In 2019, Children's Health Andrews Institute partnered with Rank One to create a mobile app to "provide more dependable, efficient, and accessible injury care for student-athletes."

==Community involvement==
===Health and Wellness Alliance for Children===
The Health and Wellness Alliance for Children, created by Children's Health, is a coalition of more than 60 hospitals, social service organizations, faith-based organizations, school districts, government entities, and families focused on improving the health and well-being of children in the Dallas and Collin counties. The alliance's first areas of focus are asthma, the top reason for emergency department admissions at Children's Health, and weight management.

===Local school programs===
Through the TeleHealth program, Children's Health partners with local school nurses to provide access to physicians without forcing parents to leave work to take their child to the doctor. Children's Health also delivers routine check-ups and vaccinations to children at events throughout the region.

===Rees-Jones Center for Foster Care Excellence===
Children's Medical Center Dallas houses a foster care program, called the Rees-Jones Center for Foster Care Excellence, that provides support for children living with relatives or foster parents, or in a group home. The clinic focuses on support for foster parents and children, care coordination, and child welfare and health to encourage the children's recovery from neglect and abuse.

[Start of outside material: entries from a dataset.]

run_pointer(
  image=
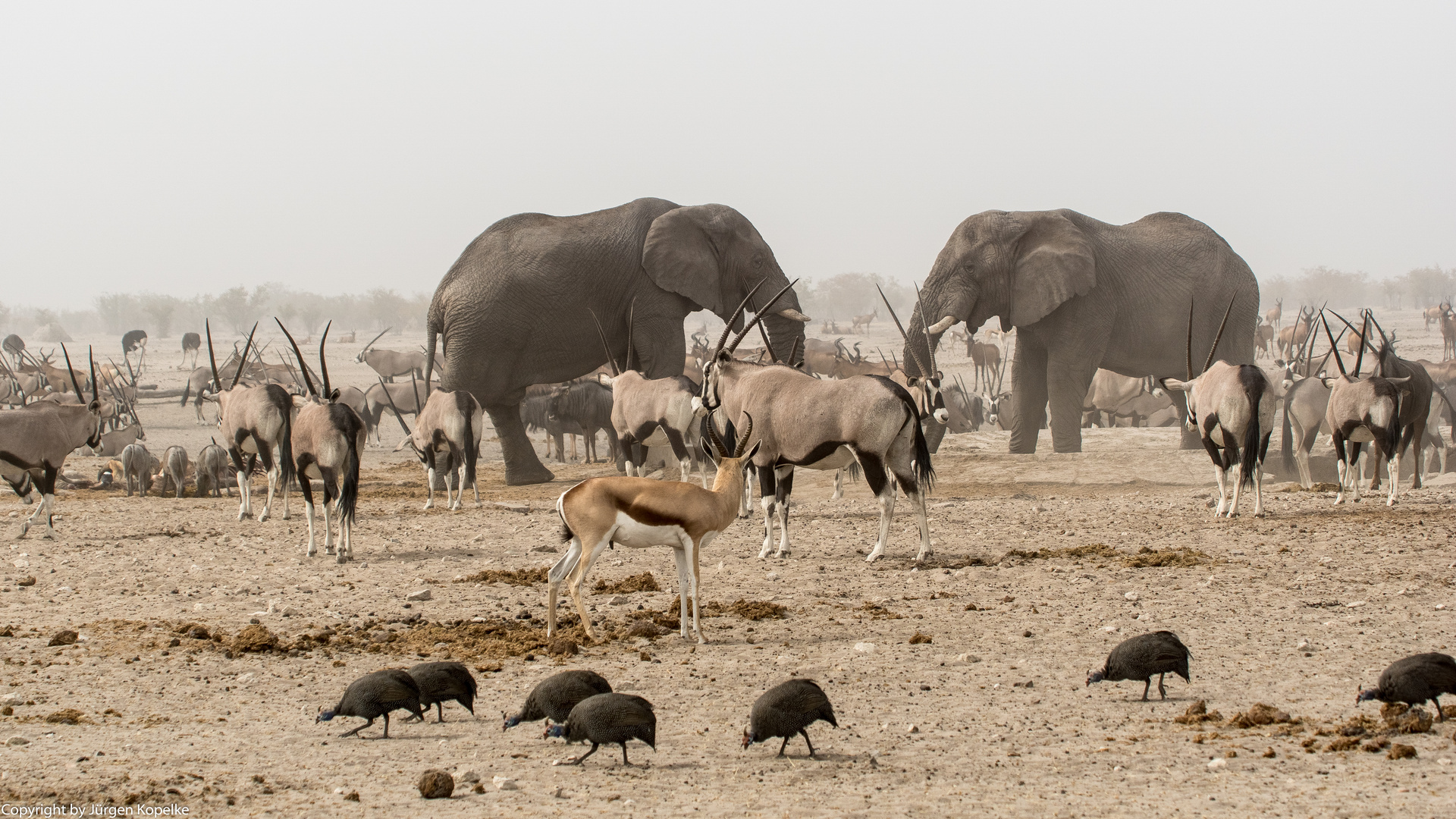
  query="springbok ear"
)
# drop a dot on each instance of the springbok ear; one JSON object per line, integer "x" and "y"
{"x": 680, "y": 257}
{"x": 1053, "y": 264}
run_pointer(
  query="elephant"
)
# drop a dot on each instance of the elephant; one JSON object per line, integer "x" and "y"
{"x": 513, "y": 311}
{"x": 1085, "y": 295}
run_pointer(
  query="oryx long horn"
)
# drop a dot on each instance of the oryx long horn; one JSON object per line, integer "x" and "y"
{"x": 378, "y": 337}
{"x": 604, "y": 349}
{"x": 398, "y": 416}
{"x": 1338, "y": 360}
{"x": 929, "y": 347}
{"x": 299, "y": 353}
{"x": 903, "y": 334}
{"x": 79, "y": 394}
{"x": 1219, "y": 337}
{"x": 734, "y": 318}
{"x": 324, "y": 366}
{"x": 759, "y": 315}
{"x": 242, "y": 360}
{"x": 212, "y": 357}
{"x": 1188, "y": 352}
{"x": 743, "y": 439}
{"x": 712, "y": 436}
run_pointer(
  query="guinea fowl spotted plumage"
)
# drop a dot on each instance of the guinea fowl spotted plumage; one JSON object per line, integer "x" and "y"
{"x": 440, "y": 682}
{"x": 1144, "y": 656}
{"x": 1416, "y": 679}
{"x": 557, "y": 695}
{"x": 375, "y": 695}
{"x": 607, "y": 719}
{"x": 786, "y": 710}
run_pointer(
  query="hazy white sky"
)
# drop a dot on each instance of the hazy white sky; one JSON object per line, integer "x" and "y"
{"x": 196, "y": 146}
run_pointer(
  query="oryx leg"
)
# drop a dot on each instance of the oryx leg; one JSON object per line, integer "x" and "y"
{"x": 766, "y": 496}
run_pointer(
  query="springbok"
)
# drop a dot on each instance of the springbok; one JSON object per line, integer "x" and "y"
{"x": 36, "y": 442}
{"x": 450, "y": 425}
{"x": 327, "y": 441}
{"x": 255, "y": 422}
{"x": 823, "y": 425}
{"x": 1232, "y": 409}
{"x": 642, "y": 513}
{"x": 1363, "y": 410}
{"x": 864, "y": 321}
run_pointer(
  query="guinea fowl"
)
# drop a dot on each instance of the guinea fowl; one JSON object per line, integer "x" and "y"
{"x": 440, "y": 682}
{"x": 607, "y": 719}
{"x": 1144, "y": 656}
{"x": 557, "y": 695}
{"x": 1416, "y": 679}
{"x": 786, "y": 710}
{"x": 376, "y": 695}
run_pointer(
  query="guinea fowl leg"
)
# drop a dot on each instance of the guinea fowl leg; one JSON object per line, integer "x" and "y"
{"x": 582, "y": 758}
{"x": 359, "y": 729}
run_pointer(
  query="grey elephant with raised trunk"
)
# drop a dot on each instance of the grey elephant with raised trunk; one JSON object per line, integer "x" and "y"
{"x": 1085, "y": 295}
{"x": 513, "y": 311}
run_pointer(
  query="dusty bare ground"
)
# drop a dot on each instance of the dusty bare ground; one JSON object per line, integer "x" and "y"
{"x": 1040, "y": 569}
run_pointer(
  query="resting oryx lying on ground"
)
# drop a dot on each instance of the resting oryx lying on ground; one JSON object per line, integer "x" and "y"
{"x": 1232, "y": 409}
{"x": 36, "y": 441}
{"x": 255, "y": 423}
{"x": 821, "y": 425}
{"x": 450, "y": 425}
{"x": 327, "y": 441}
{"x": 1363, "y": 410}
{"x": 641, "y": 513}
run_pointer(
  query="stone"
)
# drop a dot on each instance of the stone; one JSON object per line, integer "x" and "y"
{"x": 436, "y": 784}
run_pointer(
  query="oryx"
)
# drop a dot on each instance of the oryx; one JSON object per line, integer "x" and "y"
{"x": 327, "y": 442}
{"x": 36, "y": 439}
{"x": 821, "y": 425}
{"x": 255, "y": 423}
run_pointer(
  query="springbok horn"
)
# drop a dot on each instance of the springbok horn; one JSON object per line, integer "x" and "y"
{"x": 928, "y": 346}
{"x": 631, "y": 321}
{"x": 212, "y": 357}
{"x": 1219, "y": 337}
{"x": 604, "y": 349}
{"x": 324, "y": 366}
{"x": 906, "y": 337}
{"x": 1338, "y": 360}
{"x": 378, "y": 337}
{"x": 734, "y": 318}
{"x": 943, "y": 325}
{"x": 299, "y": 353}
{"x": 398, "y": 414}
{"x": 712, "y": 436}
{"x": 759, "y": 316}
{"x": 74, "y": 384}
{"x": 743, "y": 439}
{"x": 243, "y": 359}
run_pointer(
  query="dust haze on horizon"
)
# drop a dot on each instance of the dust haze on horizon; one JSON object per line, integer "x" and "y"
{"x": 185, "y": 149}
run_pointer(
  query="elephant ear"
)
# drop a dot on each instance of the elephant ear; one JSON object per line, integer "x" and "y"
{"x": 1053, "y": 264}
{"x": 680, "y": 256}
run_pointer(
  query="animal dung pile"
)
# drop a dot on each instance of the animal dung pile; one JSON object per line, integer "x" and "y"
{"x": 436, "y": 784}
{"x": 628, "y": 585}
{"x": 255, "y": 639}
{"x": 514, "y": 577}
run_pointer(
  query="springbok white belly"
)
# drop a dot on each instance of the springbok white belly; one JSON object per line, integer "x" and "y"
{"x": 637, "y": 535}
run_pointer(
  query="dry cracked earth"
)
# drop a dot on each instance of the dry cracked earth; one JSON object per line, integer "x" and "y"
{"x": 959, "y": 684}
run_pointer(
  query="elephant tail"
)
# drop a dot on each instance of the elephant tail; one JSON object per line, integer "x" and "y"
{"x": 1286, "y": 442}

===Dallas Children's Health Holiday Parade===
The Dallas Children's Health Holiday Parade began in 1987 with a partnership between Adolphus Hotel and Children's Medical Center, who were both celebrating 75th year anniversaries. The parade kicks off the holiday season for the city with marching bands, famous characters, holiday floats, and balloons. The parade draws a crowd of more than 400,000. Children's Health discontinued their funding of the parade in 2016, but the parade has continued on with support from other community organizations

==GENECIS program==
In May 2015, Children's Health announced the opening of the GENECIS clinic. GENECIS (GENder Education and Care, Interdisciplinary Support) provides counseling and support for children and teens with gender dysphoria through a combination of therapy, evaluations, and puberty-blocking medications. The clinic was started by Ximena Lopez, a pediatric endocrinologist at Children's Medical Center Dallas who has been treating patients with gender dysphoria for several years. It is the only pediatric transgender clinic in the Southwest. In November, 2021, the involved hospitals, Children's Health and UT Southwestern Medical Center, announced that they would no longer be providing puberty suppression or hormone therapy, removed all references to the GENECIS program from their websites, and said that any remaining services would be provided by other departments in the hospitals. In May 2023, it was revealed that the GENECIS program was intentionally targeted by anti-trans activists and groups in order to shut down the program though files that were publicly uploaded to the American College of Pediatricians's website.